Sur le marché libre, chacun de nous peut assouvir ses préjugés. Les entrepreneurs sont libres d’offrir et les consommateurs sont libres d’acheter. Si le produit offert ne vous satisfait pas, vous pouvez voter par les jambes. Tant que vous serez disposé à payer, il y aura toujours un entrepreneur pour satisfaire vos préférences. 
Être libre, c’est assumer le coût de ses préjugés. Par exemple, la liberté de ne pas aimer les pratiques culturelles ou religieuses des immigrants n’est pas gratuite. Les individus et les entrepreneurs qui abusent de la discrimination envers les nouveaux arrivants prennent le risque de se priver d’amitiés, d’une clientèle supplémentaire ou d'une main-d'œuvre qualifiée. C’est pourquoi sur un marché libre, même si chacun de nous a la liberté de discriminer à sa guise, les abus discriminatoires sont peu fréquents.
Parce que discriminer est coûteux, tant pour les individus que pour les entreprises, la plupart des demandes d’accommodements se résolvent d’elles-mêmes.

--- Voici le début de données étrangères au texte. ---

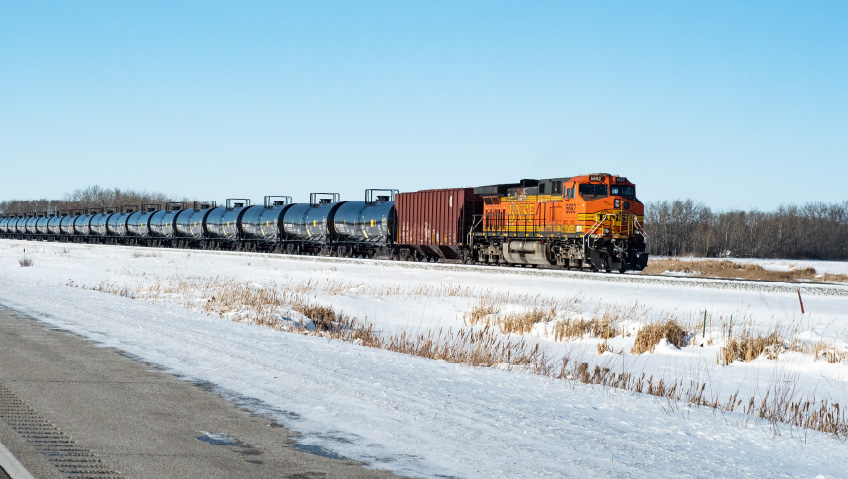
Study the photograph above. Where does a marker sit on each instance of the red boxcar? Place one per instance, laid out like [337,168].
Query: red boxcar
[436,223]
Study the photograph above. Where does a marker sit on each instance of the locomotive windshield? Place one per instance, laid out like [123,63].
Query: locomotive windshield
[588,189]
[622,190]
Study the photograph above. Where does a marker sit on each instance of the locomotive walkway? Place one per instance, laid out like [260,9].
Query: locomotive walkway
[70,409]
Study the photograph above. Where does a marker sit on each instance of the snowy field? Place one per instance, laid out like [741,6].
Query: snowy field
[428,418]
[821,267]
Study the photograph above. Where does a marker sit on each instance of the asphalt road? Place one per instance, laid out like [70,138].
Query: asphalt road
[71,409]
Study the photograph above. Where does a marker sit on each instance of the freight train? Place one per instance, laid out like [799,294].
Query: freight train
[591,222]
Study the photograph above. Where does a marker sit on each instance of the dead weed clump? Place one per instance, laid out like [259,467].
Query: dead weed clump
[580,328]
[733,270]
[651,334]
[749,347]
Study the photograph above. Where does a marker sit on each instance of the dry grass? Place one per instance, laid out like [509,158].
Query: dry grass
[139,254]
[651,334]
[516,322]
[581,328]
[733,270]
[749,347]
[487,347]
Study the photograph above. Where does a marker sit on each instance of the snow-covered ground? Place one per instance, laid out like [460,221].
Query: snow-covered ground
[429,418]
[821,267]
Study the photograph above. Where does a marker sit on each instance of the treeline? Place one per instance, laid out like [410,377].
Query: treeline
[85,198]
[809,231]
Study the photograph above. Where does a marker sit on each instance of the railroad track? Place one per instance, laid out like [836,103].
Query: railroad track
[814,289]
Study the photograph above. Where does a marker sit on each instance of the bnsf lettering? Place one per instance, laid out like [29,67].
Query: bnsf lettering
[522,209]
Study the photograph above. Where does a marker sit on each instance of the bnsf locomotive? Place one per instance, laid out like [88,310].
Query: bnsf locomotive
[583,222]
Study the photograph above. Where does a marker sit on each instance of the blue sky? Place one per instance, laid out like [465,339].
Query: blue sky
[733,104]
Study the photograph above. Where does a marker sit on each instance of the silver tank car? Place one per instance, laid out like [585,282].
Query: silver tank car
[81,225]
[222,222]
[311,221]
[369,221]
[41,225]
[66,225]
[163,222]
[30,225]
[262,222]
[190,221]
[138,224]
[53,225]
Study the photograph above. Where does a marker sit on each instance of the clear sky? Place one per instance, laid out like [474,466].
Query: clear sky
[733,104]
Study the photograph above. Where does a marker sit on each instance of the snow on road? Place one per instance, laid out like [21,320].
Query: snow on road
[429,418]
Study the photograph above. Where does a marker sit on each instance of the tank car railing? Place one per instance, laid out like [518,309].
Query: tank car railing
[641,231]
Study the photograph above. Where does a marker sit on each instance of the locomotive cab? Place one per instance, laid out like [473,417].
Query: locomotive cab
[583,222]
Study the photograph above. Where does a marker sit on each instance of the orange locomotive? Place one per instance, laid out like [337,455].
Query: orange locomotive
[591,221]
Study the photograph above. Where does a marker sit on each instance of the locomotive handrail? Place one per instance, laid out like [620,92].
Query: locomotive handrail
[641,230]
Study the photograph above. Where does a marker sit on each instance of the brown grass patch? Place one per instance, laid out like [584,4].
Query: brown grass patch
[485,346]
[651,334]
[733,270]
[749,347]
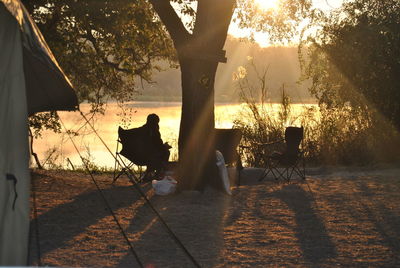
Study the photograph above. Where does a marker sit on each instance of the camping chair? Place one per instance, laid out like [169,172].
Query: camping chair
[289,161]
[227,142]
[131,154]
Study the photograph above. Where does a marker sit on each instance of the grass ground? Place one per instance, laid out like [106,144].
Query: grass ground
[338,217]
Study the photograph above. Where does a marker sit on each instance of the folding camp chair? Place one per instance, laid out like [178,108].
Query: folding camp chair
[289,161]
[132,155]
[227,142]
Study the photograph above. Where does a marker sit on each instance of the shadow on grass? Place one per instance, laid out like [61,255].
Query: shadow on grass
[310,231]
[63,222]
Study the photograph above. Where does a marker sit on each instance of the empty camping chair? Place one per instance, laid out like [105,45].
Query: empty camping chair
[289,161]
[135,151]
[227,142]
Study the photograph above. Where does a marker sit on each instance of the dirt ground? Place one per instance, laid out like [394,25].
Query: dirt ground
[337,217]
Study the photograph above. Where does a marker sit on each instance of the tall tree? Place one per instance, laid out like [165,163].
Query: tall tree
[102,44]
[354,58]
[199,53]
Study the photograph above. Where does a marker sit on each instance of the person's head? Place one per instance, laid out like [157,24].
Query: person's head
[152,119]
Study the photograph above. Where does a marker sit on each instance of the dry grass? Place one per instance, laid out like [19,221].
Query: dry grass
[342,218]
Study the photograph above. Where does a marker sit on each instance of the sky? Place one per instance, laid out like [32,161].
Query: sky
[262,38]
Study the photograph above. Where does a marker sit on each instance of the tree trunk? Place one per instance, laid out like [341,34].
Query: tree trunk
[199,54]
[196,139]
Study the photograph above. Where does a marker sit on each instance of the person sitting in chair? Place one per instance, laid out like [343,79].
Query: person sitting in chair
[157,151]
[144,146]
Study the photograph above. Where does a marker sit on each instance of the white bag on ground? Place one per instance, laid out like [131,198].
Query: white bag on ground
[165,186]
[223,172]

Parce que discriminer n’est pas gratuit, la majorité s’ajustera aux différences des autres plutôt que d’assumer le coût de ses préjugés.
Subventionner les préjugés
Malheureusement, les choses se gâtent quand, pour des raisons électoralistes, les politiciens cherchent à imposer des règles et des interdits sociaux qui permettent à certains groupes d’individus de transférer le coût de leurs préjugés aux autres.
Brader les libertés religieuses des immigrants pour subventionner les préjugés d’un électorat n’est sûrement pas socialement désirable. Comme on a pu le voir à la suite du dépôt de sa charte des valeurs, en privilégiant une frange de l’électorat au détriment d’une autre, le gouvernement du Québec n’a réussi qu’à attiser les rivalités entre citoyens qui, jusqu’ici, s’arrangeaient très bien entre eux.
Il est d’ailleurs paradoxal qu’un État soi-disant progressiste s’arroge le droit de dicter sa morale identitaire à ceux-là mêmes qui sont chargés de livrer des services qui ont été étatisés sous le prétexte d’une égalité pour tous.
Contrairement au marché concurrentiel, qui discrimine pour satisfaire les préférences de tous un chacun, les monopoles publics ne peuvent discriminer sans faire des gagnants et des perdants. Or, si l’État tenait vraiment à s’ajuster aux préférences de tous les citoyens du Québec, il n’aurait qu’à privatiser les services qu’il a jadis monopolisés au nom du bien public. Une multitude d’entrepreneurs en concurrence sauront accommoder le plus grand nombre, et ce, sans que les minorités aient à supporter le coût des préjugés de la majorité.
Le rôle de notre gouvernement n'est pas d'attiser les rivalités ou d'instaurer une course aux privilèges. Aussi, la seule voie acceptable qui lui reste pour minimiser les tensions sociales engendrées par le dépôt de sa charte, c’est de renoncer à nationaliser les sentiments et à subventionner les préjugés. Sinon, on risque le conflit social permanent!